É um sentimento partilhado por Mi Htoo Htoo, cujo filho foi morto no ataque, apenas duas semanas antes de completar 14 anos. Semanas depois, Mi Htoo Htoo, que também usa um pseudônimo, ainda estava chamando por ele inconscientemente. “Ele ainda está vivo em minha mente”, disse ela à Al Jazeera em meio às lágrimas.

Embora a última vez que ela viu seu filho, ele estivesse em um caixão com um ferimento na cabeça, Mi Htoo Htoo tenta se lembrar dele em suas roupas de igreja dominical, ou falando sobre o avião que ele planejava projetar, que funcionava com água em vez de combustível de avião.

O ataque que matou o seu filho também assombra Mi Htoo Htoo todas as horas do dia e deixou-a num estado perpétuo de ansiedade. “Sempre que ouço um caça a jato, meu corpo treme de medo e sinto que estou completamente esgotada”, disse ela.

Ela acrescentou que os três filhos sobreviventes também tinham medo de sair de casa, até mesmo para as aulas de música na igreja que costumavam frequentar, e que seu filho de 11 anos estava lutando para adormecer.

Apesar da dor, Mi Htoo Htoi tenta manter a compostura. “Preciso cuidar dos meus outros três filhos para que possam ser educados e servir a família, a comunidade e o país”, disse ela.

'Aterrorizado'

Monica, a psiquiatra clínica que trabalha no NUG, expressou preocupação com o impacto mais amplo do conflito na geração mais jovem de Mianmar, que provavelmente carregará o trauma consigo até a idade adulta. “A saúde mental deles tem um enorme impacto em nossa sociedade”, disse ela.

Cerca de 50 km a leste da aldeia de Daw Si Ei, na cidade de Shadaw, os moradores também estão traumatizados. A área tem assistido a intensos combates entre os militares e as forças de resistência Karenni desde Novembro de 2023, deixando os militares cada vez mais na defensiva. Então, um dia antes dos ataques nas aldeias de Daw Si Ei e Loi Nan Hpa, um helicóptero militar pousou em Shadaw, deixando cerca de 60 soldados, segundo testemunhas e relatos da mídia.

Naw Kaw Lay, 45 anos, estava em sua fazenda de arroz com o marido e dois filhos na época e viu o helicóptero a cerca de 200 metros de distância. “Pensei que estava prestes a morrer e fiquei absolutamente aterrorizada”, disse Naw Kaw Lay, que se escondeu com a família na base de uma encosta rochosa durante as cinco horas seguintes e que também recebeu um pseudónimo.

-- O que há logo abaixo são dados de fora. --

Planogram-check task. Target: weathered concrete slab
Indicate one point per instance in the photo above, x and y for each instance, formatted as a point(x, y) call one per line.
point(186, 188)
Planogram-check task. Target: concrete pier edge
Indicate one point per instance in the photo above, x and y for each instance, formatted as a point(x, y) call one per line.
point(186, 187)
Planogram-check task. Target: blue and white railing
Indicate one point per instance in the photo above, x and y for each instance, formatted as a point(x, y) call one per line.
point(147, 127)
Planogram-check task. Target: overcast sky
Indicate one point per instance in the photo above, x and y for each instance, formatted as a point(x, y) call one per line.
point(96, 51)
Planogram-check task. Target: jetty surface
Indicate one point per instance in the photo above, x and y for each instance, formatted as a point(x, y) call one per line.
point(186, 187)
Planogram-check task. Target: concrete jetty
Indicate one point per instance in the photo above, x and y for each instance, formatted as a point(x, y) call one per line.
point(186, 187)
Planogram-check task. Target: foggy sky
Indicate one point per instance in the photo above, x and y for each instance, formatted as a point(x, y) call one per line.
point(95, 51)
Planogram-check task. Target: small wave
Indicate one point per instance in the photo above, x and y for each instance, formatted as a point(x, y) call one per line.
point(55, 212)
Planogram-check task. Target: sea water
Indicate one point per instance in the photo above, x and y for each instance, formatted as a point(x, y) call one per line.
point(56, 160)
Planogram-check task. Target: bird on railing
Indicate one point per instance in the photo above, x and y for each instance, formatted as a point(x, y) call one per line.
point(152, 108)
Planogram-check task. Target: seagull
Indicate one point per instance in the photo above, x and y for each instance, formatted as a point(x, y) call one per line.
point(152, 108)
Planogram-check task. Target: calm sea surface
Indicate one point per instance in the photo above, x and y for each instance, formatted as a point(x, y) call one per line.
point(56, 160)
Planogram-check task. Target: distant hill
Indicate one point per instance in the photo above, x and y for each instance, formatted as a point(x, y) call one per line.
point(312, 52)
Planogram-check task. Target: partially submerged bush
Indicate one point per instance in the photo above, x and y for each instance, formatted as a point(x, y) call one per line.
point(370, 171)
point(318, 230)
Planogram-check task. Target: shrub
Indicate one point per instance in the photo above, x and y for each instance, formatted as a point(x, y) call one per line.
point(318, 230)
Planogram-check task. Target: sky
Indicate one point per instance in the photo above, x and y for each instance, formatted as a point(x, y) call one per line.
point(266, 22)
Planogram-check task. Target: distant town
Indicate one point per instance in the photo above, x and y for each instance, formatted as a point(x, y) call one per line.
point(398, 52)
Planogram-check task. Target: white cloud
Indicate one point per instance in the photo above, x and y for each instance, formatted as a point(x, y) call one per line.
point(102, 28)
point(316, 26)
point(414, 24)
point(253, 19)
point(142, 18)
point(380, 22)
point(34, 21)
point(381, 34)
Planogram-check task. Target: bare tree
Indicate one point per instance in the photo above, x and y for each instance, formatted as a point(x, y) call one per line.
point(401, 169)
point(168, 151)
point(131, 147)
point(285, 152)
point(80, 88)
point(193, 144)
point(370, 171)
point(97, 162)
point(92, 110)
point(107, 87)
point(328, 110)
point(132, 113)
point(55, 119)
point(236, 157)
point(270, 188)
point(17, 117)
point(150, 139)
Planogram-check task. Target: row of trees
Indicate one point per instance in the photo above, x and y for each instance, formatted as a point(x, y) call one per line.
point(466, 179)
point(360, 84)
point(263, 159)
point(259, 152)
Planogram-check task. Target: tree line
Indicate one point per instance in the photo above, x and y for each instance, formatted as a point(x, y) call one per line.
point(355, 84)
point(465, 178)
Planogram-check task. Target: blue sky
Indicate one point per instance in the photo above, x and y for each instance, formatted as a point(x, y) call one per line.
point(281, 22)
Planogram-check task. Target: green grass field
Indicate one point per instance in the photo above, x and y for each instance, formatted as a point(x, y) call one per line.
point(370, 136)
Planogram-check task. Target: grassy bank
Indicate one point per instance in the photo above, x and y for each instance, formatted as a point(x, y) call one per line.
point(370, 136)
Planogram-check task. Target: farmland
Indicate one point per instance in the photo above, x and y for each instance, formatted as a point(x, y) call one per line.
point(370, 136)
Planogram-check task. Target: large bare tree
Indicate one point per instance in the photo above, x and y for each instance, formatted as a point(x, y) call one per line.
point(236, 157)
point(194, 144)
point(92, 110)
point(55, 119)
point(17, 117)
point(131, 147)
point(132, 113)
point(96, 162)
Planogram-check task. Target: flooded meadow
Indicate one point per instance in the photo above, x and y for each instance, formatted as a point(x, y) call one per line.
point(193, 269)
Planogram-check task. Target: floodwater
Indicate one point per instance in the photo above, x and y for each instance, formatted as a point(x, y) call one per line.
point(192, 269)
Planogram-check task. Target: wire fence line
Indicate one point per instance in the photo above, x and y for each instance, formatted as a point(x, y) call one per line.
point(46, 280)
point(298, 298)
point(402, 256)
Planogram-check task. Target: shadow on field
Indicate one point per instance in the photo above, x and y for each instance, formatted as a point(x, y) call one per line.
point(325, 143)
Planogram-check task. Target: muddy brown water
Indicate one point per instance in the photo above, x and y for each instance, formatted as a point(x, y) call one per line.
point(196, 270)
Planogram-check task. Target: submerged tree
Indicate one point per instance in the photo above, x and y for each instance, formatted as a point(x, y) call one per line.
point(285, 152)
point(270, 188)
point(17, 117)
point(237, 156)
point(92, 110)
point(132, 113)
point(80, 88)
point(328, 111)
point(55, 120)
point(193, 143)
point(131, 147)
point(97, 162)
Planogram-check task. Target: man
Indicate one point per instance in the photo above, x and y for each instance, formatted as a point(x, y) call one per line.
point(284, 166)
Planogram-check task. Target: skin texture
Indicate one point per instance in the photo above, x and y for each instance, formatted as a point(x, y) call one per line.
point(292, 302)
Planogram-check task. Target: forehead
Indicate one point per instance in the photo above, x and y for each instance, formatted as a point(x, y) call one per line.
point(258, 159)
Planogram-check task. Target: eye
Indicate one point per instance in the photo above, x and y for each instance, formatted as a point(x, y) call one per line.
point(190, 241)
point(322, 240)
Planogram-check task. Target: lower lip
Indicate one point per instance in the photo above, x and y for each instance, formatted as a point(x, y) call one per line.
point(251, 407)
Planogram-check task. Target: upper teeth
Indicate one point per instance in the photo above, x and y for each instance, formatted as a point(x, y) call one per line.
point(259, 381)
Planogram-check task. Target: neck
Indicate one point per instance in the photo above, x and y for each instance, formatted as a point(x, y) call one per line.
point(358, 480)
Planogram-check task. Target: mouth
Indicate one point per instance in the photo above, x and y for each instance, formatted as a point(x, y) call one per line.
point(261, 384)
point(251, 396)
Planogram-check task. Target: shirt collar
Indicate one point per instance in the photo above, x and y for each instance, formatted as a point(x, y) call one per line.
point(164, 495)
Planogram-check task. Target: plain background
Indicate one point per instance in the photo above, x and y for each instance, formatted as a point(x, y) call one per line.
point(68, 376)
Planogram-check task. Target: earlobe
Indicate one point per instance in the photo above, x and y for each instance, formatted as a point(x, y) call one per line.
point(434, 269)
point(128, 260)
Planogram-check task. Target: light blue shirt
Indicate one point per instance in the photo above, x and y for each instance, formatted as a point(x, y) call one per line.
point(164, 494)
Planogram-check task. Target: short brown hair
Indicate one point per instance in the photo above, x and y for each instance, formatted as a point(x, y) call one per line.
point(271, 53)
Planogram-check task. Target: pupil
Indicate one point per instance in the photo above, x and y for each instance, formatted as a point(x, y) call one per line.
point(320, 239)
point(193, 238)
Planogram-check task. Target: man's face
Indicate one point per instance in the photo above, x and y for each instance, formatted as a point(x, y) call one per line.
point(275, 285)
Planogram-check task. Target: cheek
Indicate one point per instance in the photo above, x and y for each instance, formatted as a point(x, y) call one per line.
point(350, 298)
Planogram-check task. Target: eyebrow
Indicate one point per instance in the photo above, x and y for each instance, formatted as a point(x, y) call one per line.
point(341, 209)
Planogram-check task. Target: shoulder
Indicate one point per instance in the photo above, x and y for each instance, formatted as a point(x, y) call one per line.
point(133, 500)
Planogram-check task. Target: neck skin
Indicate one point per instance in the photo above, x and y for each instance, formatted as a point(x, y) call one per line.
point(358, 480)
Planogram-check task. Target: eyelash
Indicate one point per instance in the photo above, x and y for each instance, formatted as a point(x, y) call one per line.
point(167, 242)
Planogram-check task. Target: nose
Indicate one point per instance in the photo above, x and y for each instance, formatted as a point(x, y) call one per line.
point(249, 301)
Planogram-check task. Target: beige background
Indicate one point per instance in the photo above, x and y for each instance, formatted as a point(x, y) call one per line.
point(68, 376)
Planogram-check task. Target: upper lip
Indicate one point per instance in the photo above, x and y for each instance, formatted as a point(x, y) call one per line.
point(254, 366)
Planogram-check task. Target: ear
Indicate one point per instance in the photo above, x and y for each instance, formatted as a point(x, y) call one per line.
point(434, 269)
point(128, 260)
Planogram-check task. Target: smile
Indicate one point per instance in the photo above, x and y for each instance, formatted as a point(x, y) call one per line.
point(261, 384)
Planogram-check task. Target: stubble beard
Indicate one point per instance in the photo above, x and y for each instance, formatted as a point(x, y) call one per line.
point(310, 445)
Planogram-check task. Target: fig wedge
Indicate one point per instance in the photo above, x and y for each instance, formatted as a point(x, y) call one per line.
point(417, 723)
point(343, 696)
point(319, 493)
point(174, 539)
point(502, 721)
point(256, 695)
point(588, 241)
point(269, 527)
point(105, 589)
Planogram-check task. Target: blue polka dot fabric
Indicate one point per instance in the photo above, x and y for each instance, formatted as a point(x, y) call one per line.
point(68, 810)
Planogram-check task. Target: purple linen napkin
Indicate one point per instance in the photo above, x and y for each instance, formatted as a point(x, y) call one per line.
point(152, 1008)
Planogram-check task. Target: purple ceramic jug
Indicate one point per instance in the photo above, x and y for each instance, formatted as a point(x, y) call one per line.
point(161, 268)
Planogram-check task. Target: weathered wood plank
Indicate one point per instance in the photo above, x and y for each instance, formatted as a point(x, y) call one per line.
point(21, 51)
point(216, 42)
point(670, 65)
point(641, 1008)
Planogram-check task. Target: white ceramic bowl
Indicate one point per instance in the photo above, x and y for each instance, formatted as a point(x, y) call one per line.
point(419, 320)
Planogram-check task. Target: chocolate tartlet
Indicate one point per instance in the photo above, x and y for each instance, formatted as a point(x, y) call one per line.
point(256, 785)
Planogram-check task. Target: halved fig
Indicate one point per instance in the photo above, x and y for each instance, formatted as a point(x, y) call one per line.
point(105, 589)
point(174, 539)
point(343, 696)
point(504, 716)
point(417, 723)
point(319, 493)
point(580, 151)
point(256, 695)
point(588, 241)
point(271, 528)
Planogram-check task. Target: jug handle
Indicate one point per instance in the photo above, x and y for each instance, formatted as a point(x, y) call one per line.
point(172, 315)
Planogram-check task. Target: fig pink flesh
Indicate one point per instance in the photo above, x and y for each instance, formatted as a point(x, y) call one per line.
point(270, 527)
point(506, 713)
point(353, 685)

Eles voltaram para casa naquela noite e descobriram que os soldados haviam saqueado sua casa e saqueado seus objetos de valor. Mas a pior notícia veio no dia seguinte, quando souberam que as forças de resistência tinham encontrado os corpos de três mulheres da aldeia, uma das quais estava grávida e duas delas tinham deficiências, juntamente com os corpos de três crianças, de três, cinco anos de idade. e sete. De acordo com familiares das vítimas, todas elas estavam escondidas em arrozais próximos quando foram sequestradas.

O Grupo Karenni de Direitos Humanos, uma organização local de documentação e defesa, atribuiu as mortes aos militares de Mianmar.

Após o incidente, Naw Kaw Lay fugiu para a floresta, onde ela e outros civis, na sua maioria mulheres e crianças, se abrigaram em tendas feitas de bambu e lona. Duas semanas depois, seu sono continuava perturbado e ela vivia com medo constante. “Ainda sinto que minha mente está desligada do corpo e não consigo me concentrar”, disse ela.